空から落ちてきた少女は下敷きにした男を気にすることなく、少年に向き直る。心なしか足がグリグリしているのをレガリアはみのがなさなかった。
「キミがレガリアくんね?」
突然現れた不審人物メスに自信の名前を呼ばれ、少年は頷く。
「間に合ってよかった。あなたを迎えに来たの。」
「迎え……。」
「そう。ケガはない?立てる?」
「あ、はい。」
差し出された女の手に思わず伸ばしかけた自分の手を止める。
(果たしてこの不審人物の手を取ってもよいものか……。)
「こっちを無視してるんじゃねぇ!」
女の背後から叫んだのは白い服の男。抜き身の件が空を切って振り下ろされようとしていた。
「危ないっ!」
「私にケンカを売って後悔しないでよね。」
独り言のようにつぶやいて女は軽くその身を反転させる。翻った右手に剣が握られていたのをレガリアの視界はとらえた。
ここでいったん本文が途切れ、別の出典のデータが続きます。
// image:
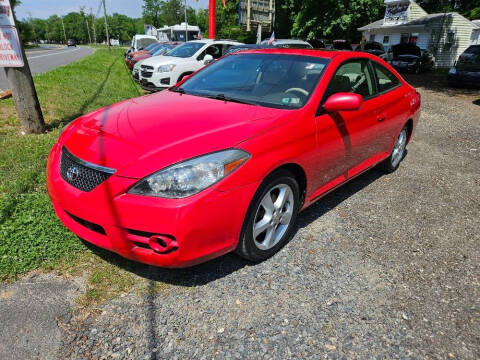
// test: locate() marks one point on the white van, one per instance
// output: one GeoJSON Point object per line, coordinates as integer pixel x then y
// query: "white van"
{"type": "Point", "coordinates": [140, 42]}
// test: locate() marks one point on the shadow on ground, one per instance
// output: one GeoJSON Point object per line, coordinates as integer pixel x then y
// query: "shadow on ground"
{"type": "Point", "coordinates": [81, 111]}
{"type": "Point", "coordinates": [437, 82]}
{"type": "Point", "coordinates": [223, 266]}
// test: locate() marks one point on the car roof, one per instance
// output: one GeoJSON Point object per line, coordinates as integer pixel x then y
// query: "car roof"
{"type": "Point", "coordinates": [328, 54]}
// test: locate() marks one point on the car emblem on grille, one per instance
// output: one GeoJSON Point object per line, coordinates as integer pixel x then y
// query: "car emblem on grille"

剣と剣がぶつかり合う鈍い音、切るような空気の震え。そしてサクッと軽い音がしてあっさりと決着はついた。
それは瞬きの間だった。
「強い……。」
人間をしかも立て続で見ることなどめったにないし、まして剣で戦う姿を初めて見るレガリアにもその真剣さと緊張感はいやでも伝わってくる。
本能が囁く。危険だと。この女には逆らってはいけないと。
「あんたたち精霊騎士団ね。仮にも誓いを立てた制霊術師が剣でいきなり攻撃なんて術者の質が知れるってものね。」
緊張感とは裏腹に放たれた言葉は男たちの何かを刺激したらしく、空気はさらに張り詰める。
「それとも精霊と契約すらできないのかしらね。そんな人間を派遣するなんて騎士団もよっぽど人不足なんでしょうね。かわいそうに。」
「女!言わせておけば。」
「いけっ!緑の精霊〈ツタノハ〉!」
「水の精霊〈アマミズ〉」
男たちの言葉に従って精霊が姿を表す。主の命令するままにそれらは力を顕現する。
「風の精霊〈ジェルフェ〉火の精霊〈サラマンドラ〉」
静かな言葉と共に呼ばれた精霊たちは女を取り巻いて姿を現した。
「格の違いってやつを教えてあげるわ。」
「ツタノハ縛り上げろ!」
言葉と同時に精霊は蔦を伸ばして二人を縛り上げようとする。
刹那。
風が走り精霊もろとも蔦を切り、紅蓮の炎が水の精霊を食らう。
「なっ!」
「高位精霊だと!?」
「帰って上官に伝えなさい。この三人は私が預かる。文句があるならスヴェ村アクアのリーシャ・ディ・クロフォードに会いにに来なさい。私は逃げも隠れもしないわ。」
自信満々の声で女は男たちに告げる。
「ちっ!」
「騎士団を敵に回したこと後悔するがいい!」
立ち去り際に吐き出された言葉に、リーシャは肩をすくめた。
「後悔することなんて一個もないわね。」
ゴキブリのごとし逃げ足でいなくなる男たちを尻目に、リーシャは傍らにたたずむ少年とドラゴンたちに振り替える。